Auch die inzwischen 18-jährige Marokkanerin "Ruby Rubacuori" ("Ruby Herzensdiebin"), die bürgerlich Karima El Marough heißt, sei bei ihm aufgetaucht, um Geld zu fordern, räumte Spinelli ein. Sie habe "besonders insistiert". Die Frage, ob das Mädchen tatsächlich bezahlt wurde und für was, ließ der "Kassierer" des italienischen Ministerpräsidenten jedoch offen.

Im Zuge dieser neuen Ermittlungen, in denen Berlusconi unter anderem Begünstigung der Prostitution vorgeworfen wird, beantragten die Fahnder auch eine Durchsuchung der Büros Spinellis, die jedoch noch nicht stattgefunden hat.

Spinelli gehört zu den engsten Vertrauten Berlusconis. Er betreut für den Ministerpräsidenten und Geschäftsmann unter anderem zwei private Immobiliengesellschaften sowie auch die Finanz-Holdings, die Berlusconis Fininvest-Konzern kontrollieren.

Kritik trifft nun die Eltern

Unterdessen hat sich die öffentliche Kritik in Italien ein wenig verlagert. Zeitungen machen nun die Eltern minderjähriger Mädchen als Mitschuldige aus, die ihre Töchter teilweise zu Treffen mit dem 74-jährigen Politiker ermutigt haben sollen. Die Zeitung "La Stampa" zitierte einen Vater, der seine Tochter warnte, dass andere Mädchen ihr in Berlusconis Gunst den Rang abgelaufen hätten.
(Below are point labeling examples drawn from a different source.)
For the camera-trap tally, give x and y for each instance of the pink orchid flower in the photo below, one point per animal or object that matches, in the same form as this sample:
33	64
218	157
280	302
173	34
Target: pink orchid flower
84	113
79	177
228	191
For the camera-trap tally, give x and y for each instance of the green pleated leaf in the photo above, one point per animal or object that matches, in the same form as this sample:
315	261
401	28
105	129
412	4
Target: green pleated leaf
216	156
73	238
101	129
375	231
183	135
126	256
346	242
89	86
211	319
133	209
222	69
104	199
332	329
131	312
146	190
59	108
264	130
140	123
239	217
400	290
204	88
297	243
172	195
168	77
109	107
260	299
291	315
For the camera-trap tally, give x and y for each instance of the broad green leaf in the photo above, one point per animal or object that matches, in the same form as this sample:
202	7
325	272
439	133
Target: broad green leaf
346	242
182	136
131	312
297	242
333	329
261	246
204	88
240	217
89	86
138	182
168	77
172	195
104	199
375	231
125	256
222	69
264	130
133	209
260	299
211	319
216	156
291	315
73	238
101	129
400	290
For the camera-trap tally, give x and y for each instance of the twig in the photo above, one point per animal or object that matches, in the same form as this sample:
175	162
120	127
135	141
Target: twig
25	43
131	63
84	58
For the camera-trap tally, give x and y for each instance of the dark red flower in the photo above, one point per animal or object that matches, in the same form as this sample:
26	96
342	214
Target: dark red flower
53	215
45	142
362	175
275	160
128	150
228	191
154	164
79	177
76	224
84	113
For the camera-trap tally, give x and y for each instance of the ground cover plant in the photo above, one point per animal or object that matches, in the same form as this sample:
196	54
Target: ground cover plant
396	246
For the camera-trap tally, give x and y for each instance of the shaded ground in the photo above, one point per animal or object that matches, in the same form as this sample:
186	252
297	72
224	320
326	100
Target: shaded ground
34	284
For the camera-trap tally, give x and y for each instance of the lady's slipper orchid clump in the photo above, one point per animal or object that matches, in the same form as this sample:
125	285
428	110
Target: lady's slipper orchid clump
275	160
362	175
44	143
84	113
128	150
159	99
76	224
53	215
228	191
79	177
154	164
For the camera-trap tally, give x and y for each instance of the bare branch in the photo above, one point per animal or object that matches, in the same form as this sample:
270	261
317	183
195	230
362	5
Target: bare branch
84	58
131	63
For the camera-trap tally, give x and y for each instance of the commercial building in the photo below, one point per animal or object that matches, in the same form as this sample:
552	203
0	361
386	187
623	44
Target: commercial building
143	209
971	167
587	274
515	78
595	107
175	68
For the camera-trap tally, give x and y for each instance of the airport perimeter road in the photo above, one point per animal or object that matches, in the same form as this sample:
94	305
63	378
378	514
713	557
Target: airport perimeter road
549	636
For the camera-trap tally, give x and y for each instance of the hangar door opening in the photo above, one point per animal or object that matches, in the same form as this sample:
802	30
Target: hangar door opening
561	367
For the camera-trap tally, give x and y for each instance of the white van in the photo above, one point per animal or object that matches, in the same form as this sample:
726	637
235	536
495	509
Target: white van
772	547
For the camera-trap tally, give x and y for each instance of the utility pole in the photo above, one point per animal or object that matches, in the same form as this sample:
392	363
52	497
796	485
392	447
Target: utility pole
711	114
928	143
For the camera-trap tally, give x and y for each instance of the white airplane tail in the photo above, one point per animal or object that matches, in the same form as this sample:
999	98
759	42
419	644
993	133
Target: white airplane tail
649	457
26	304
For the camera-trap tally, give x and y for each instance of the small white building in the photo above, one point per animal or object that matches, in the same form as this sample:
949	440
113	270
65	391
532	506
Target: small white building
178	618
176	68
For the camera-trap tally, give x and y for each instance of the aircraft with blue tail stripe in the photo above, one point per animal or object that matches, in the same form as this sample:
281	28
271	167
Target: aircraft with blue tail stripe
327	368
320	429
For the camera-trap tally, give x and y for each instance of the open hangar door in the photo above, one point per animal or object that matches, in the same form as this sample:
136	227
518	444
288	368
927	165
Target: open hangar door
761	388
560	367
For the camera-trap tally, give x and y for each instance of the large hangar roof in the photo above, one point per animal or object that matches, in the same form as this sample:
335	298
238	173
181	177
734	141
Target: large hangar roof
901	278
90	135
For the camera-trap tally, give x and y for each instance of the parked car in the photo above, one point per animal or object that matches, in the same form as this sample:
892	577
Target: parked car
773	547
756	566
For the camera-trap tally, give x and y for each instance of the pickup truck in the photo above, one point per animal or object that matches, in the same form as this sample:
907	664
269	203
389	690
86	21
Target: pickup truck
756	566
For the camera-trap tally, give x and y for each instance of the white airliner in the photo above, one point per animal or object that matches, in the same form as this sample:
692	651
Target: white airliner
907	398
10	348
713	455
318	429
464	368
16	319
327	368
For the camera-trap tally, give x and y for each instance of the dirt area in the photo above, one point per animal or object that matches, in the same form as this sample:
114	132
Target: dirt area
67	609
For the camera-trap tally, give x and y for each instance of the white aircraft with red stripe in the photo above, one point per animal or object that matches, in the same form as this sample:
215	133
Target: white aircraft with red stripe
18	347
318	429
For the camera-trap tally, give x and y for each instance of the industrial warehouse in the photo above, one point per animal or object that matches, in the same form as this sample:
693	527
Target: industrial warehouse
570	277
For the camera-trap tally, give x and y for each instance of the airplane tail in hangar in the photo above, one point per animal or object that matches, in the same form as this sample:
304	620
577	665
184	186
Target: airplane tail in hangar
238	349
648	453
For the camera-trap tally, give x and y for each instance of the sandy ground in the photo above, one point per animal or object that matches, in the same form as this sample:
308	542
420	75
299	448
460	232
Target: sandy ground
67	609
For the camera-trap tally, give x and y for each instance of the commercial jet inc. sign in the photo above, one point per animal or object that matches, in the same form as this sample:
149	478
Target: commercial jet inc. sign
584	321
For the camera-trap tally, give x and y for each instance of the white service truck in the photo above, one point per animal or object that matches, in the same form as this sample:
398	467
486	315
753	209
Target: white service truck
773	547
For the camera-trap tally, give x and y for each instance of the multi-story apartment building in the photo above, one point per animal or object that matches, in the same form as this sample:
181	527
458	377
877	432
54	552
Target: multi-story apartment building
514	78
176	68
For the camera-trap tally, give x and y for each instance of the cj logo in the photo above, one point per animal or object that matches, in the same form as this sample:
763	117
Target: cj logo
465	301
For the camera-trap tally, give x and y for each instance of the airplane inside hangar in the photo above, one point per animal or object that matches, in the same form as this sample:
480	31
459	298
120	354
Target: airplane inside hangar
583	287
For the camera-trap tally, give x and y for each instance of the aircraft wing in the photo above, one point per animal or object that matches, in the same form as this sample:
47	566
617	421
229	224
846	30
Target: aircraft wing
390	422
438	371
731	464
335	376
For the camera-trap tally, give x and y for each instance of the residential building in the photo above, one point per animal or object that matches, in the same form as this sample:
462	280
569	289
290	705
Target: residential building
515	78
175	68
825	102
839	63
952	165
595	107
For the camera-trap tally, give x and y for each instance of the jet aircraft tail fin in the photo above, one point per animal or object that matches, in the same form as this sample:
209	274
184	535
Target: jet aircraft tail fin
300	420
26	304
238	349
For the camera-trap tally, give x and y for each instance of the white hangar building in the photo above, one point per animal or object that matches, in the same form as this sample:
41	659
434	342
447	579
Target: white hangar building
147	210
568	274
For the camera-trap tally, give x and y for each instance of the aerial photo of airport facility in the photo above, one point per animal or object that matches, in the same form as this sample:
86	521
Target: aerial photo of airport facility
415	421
Es gebe eine "traurige Armee ehrgeiziger" Eltern, die ein "Symbol für die moralische Epidemie" seien, von der Italien heimgesucht werde.

Die "Corriere della Sera", Italiens meist gelesene Zeitung, sprach von Eltern, die "nicht im mindesten handeln, um die Tugend und den guten Namen des Mädchens im Hause zu schützen". Das Blatt zitierte einen Bruder der Mädchen, die an einer Party in Berlusconis Villa in Arcore teilgenommen haben sollen: Berlusconi könne "viele unserer Probleme lösen, für Mama, Dich und mich."

Laut "Corriere della Sera" lesen sich die Unterlagen der Justiz zu dem Sexskandal wie "eine soziologische Abhandlung, die die italienische Familie gefangen zwischen Ehrgeiz und Verzweiflung beschreibt". Die Zeitung "La Repubblica" schrieb, die frühere Miss-Italien-Kandidatin Iris Berardi sei aufgenommen worden, als sie ihrer Mutter erzählte, sie habe nach einem Abend in Berlusconis Villa 7000 Euro erhalten.